Memahami puasa dengan pijakan makna tauhid sebagai menemukan keterkaitan antara satu hal dengan hal lain dengan salah satu outputnya adalah menemukan hakikat satu hal berada pada hal lain seperti menemukan puasa pada musik dan pada imam shalat di atas, landasan lain yang dipakai Mbah Nun adalah anjuran Allah agar kita mau berpikir (ta’qilun). “Agama tidak hanya berisi perintah, tetapi juga deretan afala ta’qilun (Tidaklah kalian berpikir?) sebagaimana Allah menyerukannya di dalam Al-Qur’an,” tegas Mbah Nun.
***
“Menjelang Senja” terkonsep secara informal dan santai. Pakde-Pakde KiaiKanjeng tidak mengenakan seragam, melainkan baju bebas. Pesan-pesan Mbah Nun disampaikan dalam suasana santai pula melalui obrolan bersama vokalis KiaiKanjeng dan para pemusik. Semuanya terlibat aktif.
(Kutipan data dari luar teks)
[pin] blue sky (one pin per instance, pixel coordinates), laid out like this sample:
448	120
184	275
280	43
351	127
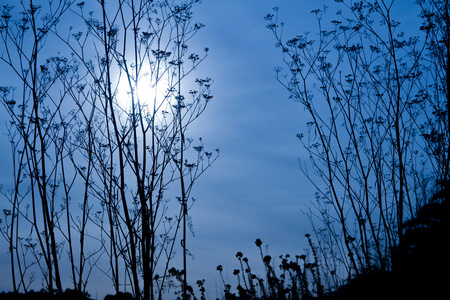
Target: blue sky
255	189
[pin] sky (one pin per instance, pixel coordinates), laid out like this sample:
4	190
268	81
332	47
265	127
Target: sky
255	189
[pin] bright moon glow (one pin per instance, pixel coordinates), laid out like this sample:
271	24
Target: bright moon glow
149	94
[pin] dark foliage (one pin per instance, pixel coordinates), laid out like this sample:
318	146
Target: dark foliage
420	266
41	295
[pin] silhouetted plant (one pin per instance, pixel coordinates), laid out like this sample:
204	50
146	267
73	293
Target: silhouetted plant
378	134
292	281
79	128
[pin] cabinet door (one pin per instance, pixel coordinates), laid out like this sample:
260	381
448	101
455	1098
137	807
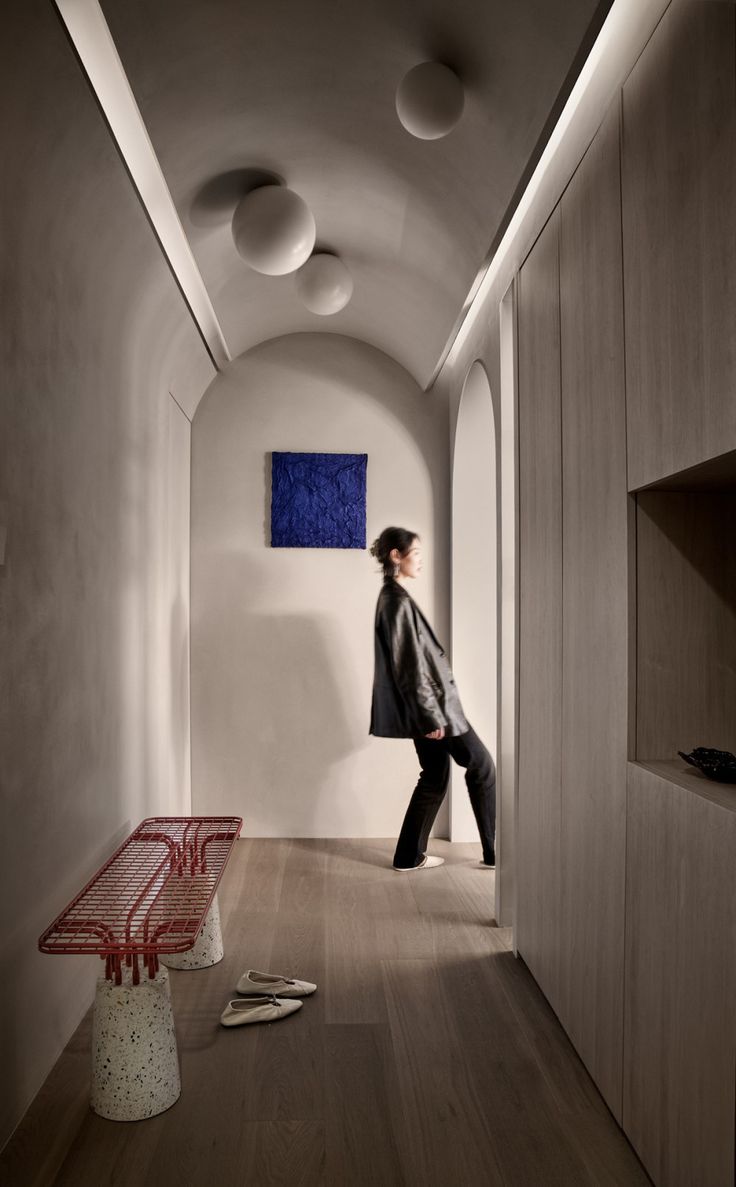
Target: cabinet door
595	613
680	983
679	220
539	611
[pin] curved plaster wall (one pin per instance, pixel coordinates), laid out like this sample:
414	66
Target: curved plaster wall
283	638
94	481
474	577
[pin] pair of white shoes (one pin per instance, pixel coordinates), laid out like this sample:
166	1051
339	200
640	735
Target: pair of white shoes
266	997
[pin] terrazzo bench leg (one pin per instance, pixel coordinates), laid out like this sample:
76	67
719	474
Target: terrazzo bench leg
207	949
135	1061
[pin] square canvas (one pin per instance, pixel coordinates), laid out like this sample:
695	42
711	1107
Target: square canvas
318	500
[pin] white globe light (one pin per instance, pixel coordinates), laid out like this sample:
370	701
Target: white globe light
324	284
430	100
273	229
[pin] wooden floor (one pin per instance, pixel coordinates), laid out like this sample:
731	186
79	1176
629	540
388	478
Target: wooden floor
427	1058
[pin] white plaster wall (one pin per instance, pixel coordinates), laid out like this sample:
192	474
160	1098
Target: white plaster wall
283	638
94	471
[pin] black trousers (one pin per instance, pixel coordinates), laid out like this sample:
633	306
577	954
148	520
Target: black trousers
435	756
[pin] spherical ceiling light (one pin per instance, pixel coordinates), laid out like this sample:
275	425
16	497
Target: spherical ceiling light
324	284
273	229
430	100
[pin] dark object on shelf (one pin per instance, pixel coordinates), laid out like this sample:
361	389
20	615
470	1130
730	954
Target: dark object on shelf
718	765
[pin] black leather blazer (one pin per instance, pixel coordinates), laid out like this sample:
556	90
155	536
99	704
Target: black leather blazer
413	689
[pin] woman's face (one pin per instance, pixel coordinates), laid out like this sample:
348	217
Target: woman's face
410	565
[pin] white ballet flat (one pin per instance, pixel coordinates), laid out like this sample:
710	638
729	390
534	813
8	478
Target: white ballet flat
429	863
259	1008
254	982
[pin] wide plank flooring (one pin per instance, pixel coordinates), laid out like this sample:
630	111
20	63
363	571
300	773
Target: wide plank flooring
427	1058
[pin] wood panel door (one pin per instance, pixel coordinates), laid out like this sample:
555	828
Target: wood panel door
679	221
595	613
540	616
680	983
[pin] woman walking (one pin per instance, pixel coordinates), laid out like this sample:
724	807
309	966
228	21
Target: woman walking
414	697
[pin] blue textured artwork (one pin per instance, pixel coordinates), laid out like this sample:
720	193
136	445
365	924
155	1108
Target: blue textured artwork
318	500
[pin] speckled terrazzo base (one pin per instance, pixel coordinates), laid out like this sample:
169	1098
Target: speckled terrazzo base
207	949
135	1062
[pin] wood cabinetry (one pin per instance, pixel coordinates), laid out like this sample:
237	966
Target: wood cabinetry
595	611
573	598
679	236
540	611
627	903
686	623
680	959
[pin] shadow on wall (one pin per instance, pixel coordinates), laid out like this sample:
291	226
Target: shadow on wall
274	713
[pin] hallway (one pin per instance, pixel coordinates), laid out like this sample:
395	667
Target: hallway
427	1057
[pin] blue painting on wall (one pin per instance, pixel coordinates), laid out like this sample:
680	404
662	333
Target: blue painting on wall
318	500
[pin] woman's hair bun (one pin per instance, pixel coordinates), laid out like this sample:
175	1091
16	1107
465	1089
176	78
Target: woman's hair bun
399	538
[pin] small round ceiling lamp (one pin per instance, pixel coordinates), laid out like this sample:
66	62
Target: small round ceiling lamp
324	284
273	229
430	100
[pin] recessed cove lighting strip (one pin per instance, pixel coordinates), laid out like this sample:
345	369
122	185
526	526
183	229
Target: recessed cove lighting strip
623	35
94	44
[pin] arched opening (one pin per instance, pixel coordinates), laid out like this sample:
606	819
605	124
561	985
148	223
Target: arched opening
474	577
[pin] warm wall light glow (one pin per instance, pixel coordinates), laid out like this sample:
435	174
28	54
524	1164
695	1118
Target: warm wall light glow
623	35
94	44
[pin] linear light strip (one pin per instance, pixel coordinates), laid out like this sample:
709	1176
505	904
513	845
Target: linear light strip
626	29
92	38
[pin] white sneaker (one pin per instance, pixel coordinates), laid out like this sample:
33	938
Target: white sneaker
429	863
260	1008
254	982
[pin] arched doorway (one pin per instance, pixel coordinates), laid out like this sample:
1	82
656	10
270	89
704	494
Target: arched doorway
474	577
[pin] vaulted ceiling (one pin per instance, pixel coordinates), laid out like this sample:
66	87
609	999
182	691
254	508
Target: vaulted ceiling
235	90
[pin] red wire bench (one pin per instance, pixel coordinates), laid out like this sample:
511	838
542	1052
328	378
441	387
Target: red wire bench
151	899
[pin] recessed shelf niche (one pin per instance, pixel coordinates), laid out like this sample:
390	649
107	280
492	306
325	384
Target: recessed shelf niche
685	620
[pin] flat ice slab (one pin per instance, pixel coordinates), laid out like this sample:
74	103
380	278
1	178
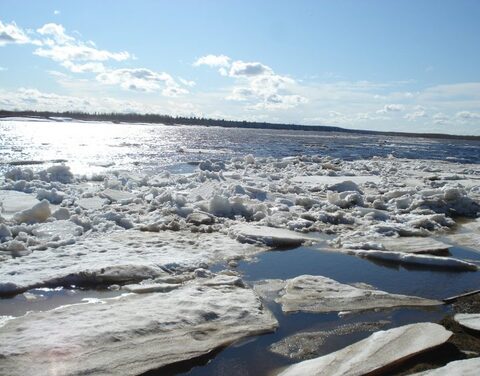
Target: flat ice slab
469	240
121	256
375	353
330	180
317	294
419	260
116	195
270	236
308	345
91	203
468	320
132	333
466	367
415	245
12	202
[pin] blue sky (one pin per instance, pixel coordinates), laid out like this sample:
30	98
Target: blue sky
384	65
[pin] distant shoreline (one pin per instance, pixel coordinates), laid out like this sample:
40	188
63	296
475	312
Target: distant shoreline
171	120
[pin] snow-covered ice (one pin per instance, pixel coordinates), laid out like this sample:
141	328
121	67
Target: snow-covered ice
318	294
465	367
132	333
468	320
375	353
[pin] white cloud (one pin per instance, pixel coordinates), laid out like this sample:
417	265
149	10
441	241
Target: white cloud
243	69
417	114
142	79
256	84
391	108
440	119
213	61
188	83
11	33
468	115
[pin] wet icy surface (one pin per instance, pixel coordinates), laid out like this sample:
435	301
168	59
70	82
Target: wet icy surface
155	212
96	146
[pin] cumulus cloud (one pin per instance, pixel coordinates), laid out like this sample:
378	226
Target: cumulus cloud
213	61
61	47
391	108
142	79
82	57
11	33
255	83
440	118
468	115
417	113
243	69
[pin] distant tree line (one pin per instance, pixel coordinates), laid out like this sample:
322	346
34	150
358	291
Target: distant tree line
193	120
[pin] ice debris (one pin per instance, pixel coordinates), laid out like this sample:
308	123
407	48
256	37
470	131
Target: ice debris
376	353
309	293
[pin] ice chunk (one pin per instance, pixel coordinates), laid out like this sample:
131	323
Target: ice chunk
133	333
309	293
116	195
421	260
61	214
344	186
12	202
38	213
5	233
465	367
15	247
414	245
270	236
376	353
53	196
468	320
60	173
91	203
128	249
200	218
60	229
307	345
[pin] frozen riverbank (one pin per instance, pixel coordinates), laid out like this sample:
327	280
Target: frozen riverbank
155	237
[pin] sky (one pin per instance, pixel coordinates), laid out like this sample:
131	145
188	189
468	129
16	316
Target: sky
411	66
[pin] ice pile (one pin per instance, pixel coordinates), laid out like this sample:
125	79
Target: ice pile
155	236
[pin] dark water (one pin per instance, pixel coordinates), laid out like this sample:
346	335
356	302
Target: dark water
98	146
253	357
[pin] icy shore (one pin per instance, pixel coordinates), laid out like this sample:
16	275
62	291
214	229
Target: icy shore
155	237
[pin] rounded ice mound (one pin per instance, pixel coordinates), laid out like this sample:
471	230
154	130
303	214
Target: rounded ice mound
59	173
36	214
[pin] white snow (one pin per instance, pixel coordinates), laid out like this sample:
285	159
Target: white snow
270	236
421	260
36	214
468	320
138	254
309	293
465	367
375	353
132	333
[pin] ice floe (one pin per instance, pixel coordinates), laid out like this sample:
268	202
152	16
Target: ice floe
468	320
419	260
148	330
465	367
309	293
375	353
119	257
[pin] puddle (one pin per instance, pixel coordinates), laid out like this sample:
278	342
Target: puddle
253	357
45	299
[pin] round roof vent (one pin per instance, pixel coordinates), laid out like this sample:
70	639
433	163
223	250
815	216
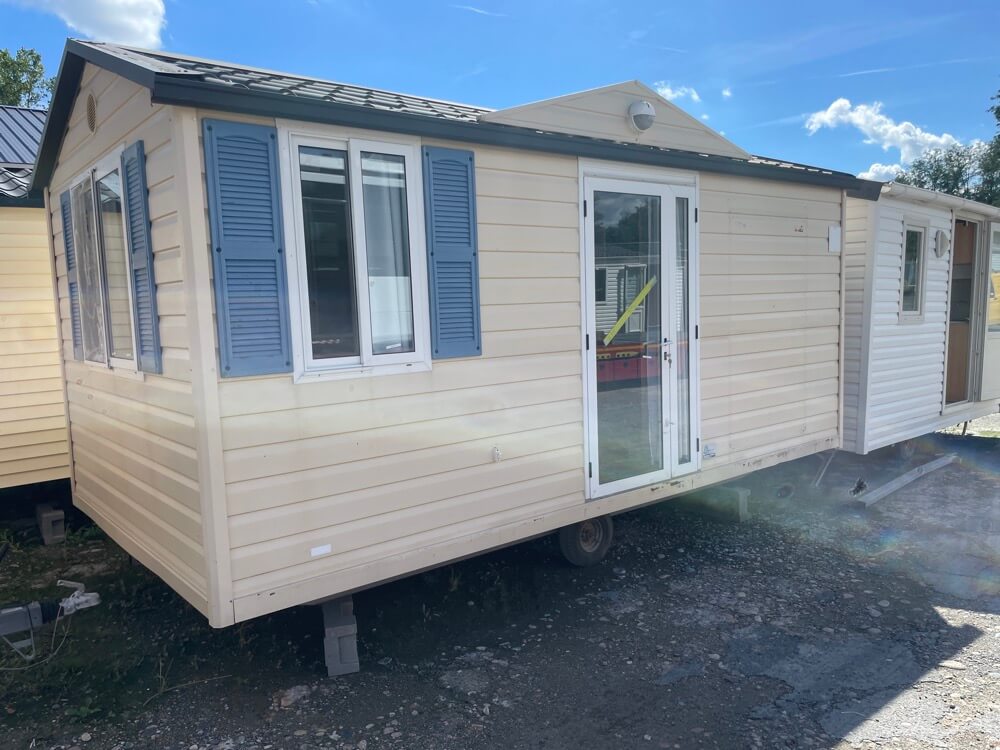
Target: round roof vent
91	113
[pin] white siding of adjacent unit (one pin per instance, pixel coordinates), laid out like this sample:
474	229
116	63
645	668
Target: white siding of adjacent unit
770	320
907	359
857	237
32	415
134	440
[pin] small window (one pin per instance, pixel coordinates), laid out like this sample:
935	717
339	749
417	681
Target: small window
103	267
600	285
913	271
358	205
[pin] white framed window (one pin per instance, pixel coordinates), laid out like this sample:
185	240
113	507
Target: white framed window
911	300
357	267
104	265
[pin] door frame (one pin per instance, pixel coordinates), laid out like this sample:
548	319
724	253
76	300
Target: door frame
669	184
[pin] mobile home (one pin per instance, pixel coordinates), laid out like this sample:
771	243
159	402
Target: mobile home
923	315
32	414
352	334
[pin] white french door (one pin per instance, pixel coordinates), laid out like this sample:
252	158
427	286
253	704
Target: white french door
641	348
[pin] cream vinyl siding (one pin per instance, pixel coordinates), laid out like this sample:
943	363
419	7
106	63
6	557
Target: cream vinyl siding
856	324
32	416
602	113
134	439
383	466
770	319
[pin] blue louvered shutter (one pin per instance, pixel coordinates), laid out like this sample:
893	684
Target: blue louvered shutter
244	206
147	323
74	287
452	252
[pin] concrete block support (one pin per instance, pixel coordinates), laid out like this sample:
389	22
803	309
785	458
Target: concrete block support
51	524
340	645
724	503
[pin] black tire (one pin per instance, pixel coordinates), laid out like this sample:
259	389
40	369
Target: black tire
586	543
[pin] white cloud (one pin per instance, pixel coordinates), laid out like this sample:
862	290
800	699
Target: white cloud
879	129
881	172
670	93
478	11
135	22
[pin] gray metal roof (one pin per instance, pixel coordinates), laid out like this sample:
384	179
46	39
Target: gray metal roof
14	181
20	134
268	81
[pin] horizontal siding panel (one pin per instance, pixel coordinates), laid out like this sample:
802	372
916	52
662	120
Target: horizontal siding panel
277	394
300	455
334	419
307	517
273	555
539	265
284	489
718	408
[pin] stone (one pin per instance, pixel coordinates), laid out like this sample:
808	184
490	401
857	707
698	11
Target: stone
293	695
953	664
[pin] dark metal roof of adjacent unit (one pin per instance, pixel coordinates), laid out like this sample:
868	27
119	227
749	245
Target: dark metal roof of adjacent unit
20	134
207	84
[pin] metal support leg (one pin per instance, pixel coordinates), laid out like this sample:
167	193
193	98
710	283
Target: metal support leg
340	645
826	465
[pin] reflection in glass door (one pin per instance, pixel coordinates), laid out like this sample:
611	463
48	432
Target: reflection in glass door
627	240
642	365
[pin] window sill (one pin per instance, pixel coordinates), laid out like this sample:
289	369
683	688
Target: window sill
116	370
353	373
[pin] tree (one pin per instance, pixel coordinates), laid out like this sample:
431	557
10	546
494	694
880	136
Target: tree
956	170
22	79
971	171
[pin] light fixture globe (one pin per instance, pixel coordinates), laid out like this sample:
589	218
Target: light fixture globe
641	115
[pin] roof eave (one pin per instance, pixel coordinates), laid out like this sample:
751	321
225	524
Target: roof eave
183	91
194	93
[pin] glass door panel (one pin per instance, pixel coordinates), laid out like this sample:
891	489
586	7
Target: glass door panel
627	248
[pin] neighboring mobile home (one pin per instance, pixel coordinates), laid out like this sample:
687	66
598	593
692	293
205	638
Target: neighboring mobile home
32	411
923	315
372	333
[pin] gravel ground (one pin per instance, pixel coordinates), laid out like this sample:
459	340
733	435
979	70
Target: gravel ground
816	624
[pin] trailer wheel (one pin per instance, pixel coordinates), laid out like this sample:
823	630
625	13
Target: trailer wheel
586	543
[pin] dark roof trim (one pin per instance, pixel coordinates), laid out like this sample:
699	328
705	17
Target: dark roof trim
33	199
187	90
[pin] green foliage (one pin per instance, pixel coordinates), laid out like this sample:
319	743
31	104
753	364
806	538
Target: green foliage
22	79
971	171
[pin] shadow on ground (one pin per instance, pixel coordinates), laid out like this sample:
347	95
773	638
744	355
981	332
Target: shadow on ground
809	624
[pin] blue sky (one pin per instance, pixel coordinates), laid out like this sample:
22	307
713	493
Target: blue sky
844	85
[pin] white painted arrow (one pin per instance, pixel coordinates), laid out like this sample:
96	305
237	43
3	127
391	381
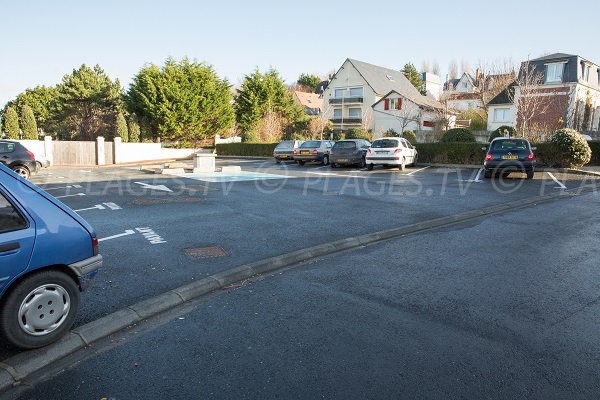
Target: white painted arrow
64	187
154	187
126	233
70	195
96	207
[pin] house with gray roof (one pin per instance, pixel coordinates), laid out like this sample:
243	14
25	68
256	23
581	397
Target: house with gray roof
363	95
567	87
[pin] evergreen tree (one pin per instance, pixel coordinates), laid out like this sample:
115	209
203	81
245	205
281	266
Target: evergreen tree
411	73
28	124
134	129
11	123
181	101
121	127
263	95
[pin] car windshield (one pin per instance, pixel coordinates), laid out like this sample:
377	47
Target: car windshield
384	143
311	144
344	145
516	144
285	145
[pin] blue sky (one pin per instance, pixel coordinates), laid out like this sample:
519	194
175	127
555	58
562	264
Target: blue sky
44	40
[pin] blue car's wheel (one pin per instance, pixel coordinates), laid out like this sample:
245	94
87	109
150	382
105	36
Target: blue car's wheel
39	309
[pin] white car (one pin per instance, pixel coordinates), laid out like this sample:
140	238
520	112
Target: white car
392	151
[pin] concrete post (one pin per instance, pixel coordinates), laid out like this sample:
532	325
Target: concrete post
117	150
49	149
100	156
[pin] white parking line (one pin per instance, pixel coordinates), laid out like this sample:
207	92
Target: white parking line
414	172
126	233
560	184
70	195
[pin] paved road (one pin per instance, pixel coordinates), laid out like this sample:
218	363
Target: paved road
253	219
504	307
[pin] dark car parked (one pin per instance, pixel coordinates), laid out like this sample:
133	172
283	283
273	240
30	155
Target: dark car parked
349	152
313	150
506	155
48	254
16	157
284	151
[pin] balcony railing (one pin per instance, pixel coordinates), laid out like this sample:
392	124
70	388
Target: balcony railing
348	121
346	100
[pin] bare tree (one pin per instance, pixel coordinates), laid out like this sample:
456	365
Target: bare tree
435	68
531	102
453	70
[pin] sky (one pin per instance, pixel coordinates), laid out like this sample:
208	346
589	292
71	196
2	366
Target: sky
42	40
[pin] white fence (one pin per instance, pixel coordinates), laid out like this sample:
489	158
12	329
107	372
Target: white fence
101	152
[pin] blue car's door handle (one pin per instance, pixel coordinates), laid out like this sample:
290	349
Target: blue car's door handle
5	248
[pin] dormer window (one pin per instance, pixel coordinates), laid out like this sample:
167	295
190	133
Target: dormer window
554	72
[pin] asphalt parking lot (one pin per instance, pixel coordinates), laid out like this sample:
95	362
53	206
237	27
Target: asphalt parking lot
505	306
158	232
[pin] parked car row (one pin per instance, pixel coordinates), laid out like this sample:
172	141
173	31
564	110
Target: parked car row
388	151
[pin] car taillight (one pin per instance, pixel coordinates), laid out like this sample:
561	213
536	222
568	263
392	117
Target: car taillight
95	246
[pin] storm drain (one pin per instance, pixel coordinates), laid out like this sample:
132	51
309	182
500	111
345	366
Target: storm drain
151	201
205	252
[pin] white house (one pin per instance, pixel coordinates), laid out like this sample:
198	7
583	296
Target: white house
354	97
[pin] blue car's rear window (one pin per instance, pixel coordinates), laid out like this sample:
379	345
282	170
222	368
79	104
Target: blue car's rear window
10	218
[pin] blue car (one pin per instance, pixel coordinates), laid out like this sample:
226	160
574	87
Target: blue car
48	254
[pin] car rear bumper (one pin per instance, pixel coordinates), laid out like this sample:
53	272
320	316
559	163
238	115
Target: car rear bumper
508	165
86	270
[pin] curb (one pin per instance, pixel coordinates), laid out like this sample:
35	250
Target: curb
20	366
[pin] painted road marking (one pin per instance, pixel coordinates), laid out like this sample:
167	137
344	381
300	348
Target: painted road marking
102	206
414	172
476	178
64	187
126	233
154	187
70	195
151	236
560	185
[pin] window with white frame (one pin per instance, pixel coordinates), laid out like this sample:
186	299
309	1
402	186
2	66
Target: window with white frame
355	92
340	93
355	112
554	72
501	115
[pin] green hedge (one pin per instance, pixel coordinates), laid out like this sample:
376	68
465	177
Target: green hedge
246	149
451	153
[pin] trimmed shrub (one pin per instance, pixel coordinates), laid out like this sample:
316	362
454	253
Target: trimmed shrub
458	135
451	153
410	136
501	131
358	134
574	150
246	149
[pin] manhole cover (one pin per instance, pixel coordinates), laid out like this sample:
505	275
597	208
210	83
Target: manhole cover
205	252
150	201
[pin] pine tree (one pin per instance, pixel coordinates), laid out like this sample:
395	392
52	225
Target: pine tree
28	124
121	126
11	123
411	73
134	129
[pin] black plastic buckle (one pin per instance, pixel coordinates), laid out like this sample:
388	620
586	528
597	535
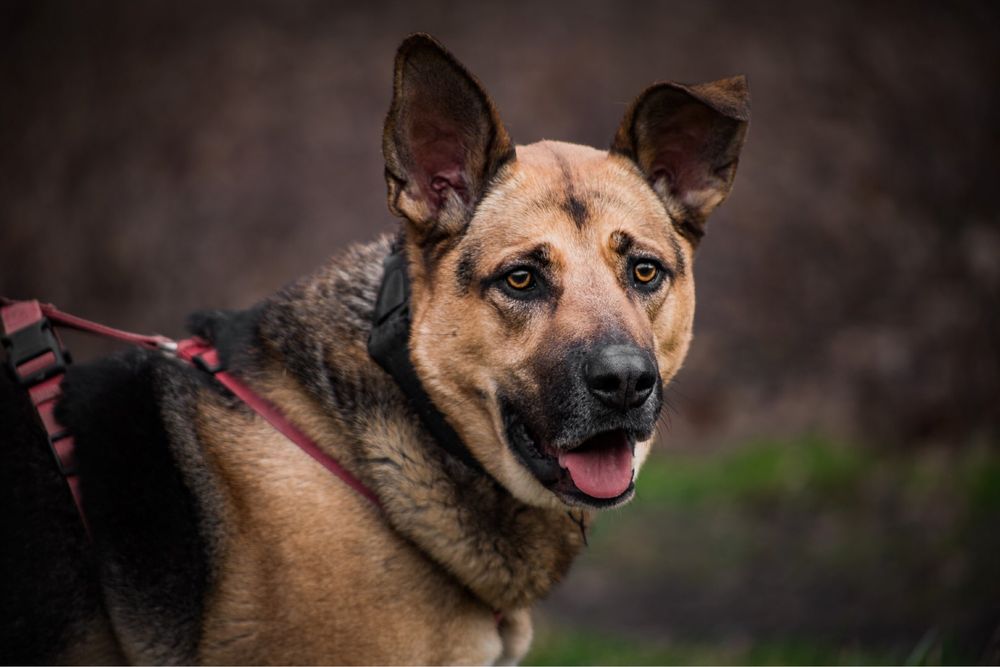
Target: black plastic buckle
202	363
31	342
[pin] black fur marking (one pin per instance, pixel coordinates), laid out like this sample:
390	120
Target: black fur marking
575	207
144	517
465	269
622	242
232	332
680	265
577	210
48	580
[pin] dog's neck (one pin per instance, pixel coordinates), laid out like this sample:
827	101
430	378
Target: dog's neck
507	553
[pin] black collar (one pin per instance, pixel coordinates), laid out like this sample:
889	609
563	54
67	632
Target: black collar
389	346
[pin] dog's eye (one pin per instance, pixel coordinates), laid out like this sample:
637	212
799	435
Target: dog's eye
645	272
521	280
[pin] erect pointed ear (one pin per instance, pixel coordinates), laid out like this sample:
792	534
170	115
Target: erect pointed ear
443	140
687	141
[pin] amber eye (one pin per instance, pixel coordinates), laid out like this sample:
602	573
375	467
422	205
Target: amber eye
645	272
521	279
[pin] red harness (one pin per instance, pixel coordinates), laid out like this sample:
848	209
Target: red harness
39	359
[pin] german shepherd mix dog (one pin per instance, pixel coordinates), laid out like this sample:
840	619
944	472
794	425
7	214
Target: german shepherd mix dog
542	297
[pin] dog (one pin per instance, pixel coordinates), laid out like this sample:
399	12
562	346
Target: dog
493	374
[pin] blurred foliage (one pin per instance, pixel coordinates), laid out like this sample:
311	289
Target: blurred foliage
791	551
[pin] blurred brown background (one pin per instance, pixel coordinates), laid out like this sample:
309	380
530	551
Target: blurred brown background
161	157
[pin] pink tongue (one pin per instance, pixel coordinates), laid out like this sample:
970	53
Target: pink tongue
601	471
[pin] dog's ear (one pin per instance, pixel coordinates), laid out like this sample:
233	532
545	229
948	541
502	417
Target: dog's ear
687	141
443	140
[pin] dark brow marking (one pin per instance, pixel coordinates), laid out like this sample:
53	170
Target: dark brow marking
622	242
679	263
574	207
465	268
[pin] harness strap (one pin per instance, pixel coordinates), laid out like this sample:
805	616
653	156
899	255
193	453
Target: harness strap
39	360
201	354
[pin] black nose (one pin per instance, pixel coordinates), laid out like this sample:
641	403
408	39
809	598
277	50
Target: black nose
621	376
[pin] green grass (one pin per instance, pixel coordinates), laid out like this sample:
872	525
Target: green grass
565	647
815	470
793	512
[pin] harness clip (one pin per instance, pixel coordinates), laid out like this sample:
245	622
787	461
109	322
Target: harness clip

Mbah Nun yang duduk di kursi lesehan merespons setiap pertanyaan atau lontaran.
Selain memaparkan puasa sebagai hakikat hidup, Mbah Nun juga berbicara tentang pentingnya sikap ridla dan apa yang dimaksud dengan ridla tersebut. Sementara itu, lagu yang dipersembahkan KiaiKanjeng, selain Bisikan Daun-Daun, adalah Pambuko, Assalamu ‘Alaik Zainal Anbiya’ yang dirangkai dengan Malauna ya Maulana La Tansana, dan Pung Ketipak Ketipung.